At the dawn of the computer age, an elite development team at IBM built the most influential computer programming language in history: FORTRAN. Abstracting Away the Machine tells the epic story of how they did it–and what happened next.
Over the past six decades, programming languages like ALGOL, BASIC, C/C++, COBOL, Java, LISP, LOGO, Pascal, PL/I, Python, Visual Basic, and many others opened up the field of computer science, and of computer programming in general, to the masses. But all of these high-level languages (HLLs)–computer languages that automate, hide, or otherwise abstract away the underlying operations of the machine–owe a huge debt of gratitude to FORTRAN (FORmula TRANslation), the first HLL to achieve widespread adoption.
Many programming practices that we take for granted now came about as a result of FORTRAN. Created over a three-year period at IBM by a development team led by a brilliant but wayward mathematician named John W. Backus, FORTRAN was implemented initially on the IBM 704 mainframe computer in the mid-1950s, with dialects of the language quickly spreading thereafter to other platforms.
FORTRAN’s powerful compiler, which translated human-readable code into code a computer could understand, produced incredibly clean and optimized standalone executable programs, all of which could be run independently of the compiler, setting the standard for decades to come–and overcoming the doubts of many skeptics along the way, who thought the FORTRAN project would never succeed.
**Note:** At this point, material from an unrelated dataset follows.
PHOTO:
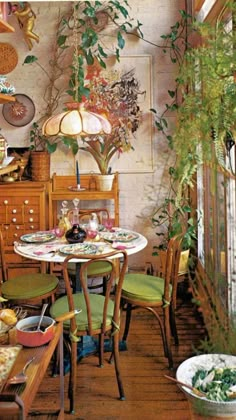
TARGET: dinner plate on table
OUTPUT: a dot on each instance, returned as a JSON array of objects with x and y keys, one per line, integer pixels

In the 1960s the language was standardized, with machine-dependent commands excised, and many platform-independent implementations followed. With the language now portable, able to run on any computer (at least in theory), FORTRAN, almost by accident, secured a stranglehold in the fields of science and engineering. The language also came to dominate in the supercomputing industry.
But FORTRAN, a blue-collar workhorse more concerned with results than with style, was a victim of its own success–the language sowed the seeds of its own demise. New high-level languages sprouted up, stealing the good bits from FORTRAN while simultaneously defining themselves in opposition to it. FORTRAN had become the foil. As these new languages pierced the cutting edge of the programming landscape, they redefined computing paradigms (e.g., with structured programming, object-oriented programming, and the like), and FORTRAN–though eventually (and repeatedly) modernized and formally renamed Fortran–struggled to keep up through multiple standardization efforts, finally ceding significant ground to its successors as it slowly withdrew from the spotlight. To add insult to injury, even John Backus eventually turned against his creation.
This is not a book on how to program in FORTRAN, nor is it a technical manual. Rather, the focus in Abstracting Away the Machine, which chronicles the complete history and development of the FORTRAN programming language, is set squarely on telling three interlocking stories: (1) How an elite group of computing trailblazers built FORTRAN, (2) Why the conditions at the time were ripe for them to succeed, and (3) What happened after they did.
Tracing the long arc of FORTRAN’s development and maturation is integral to understanding not only the history of programming but also the state of computer science today. The birth of FORTRAN planted a seed that led to the full flowering of high-level languages, since FORTRAN overcame initial skepticism by demonstrating to the world that a well-made HLL really could abstract away the machine.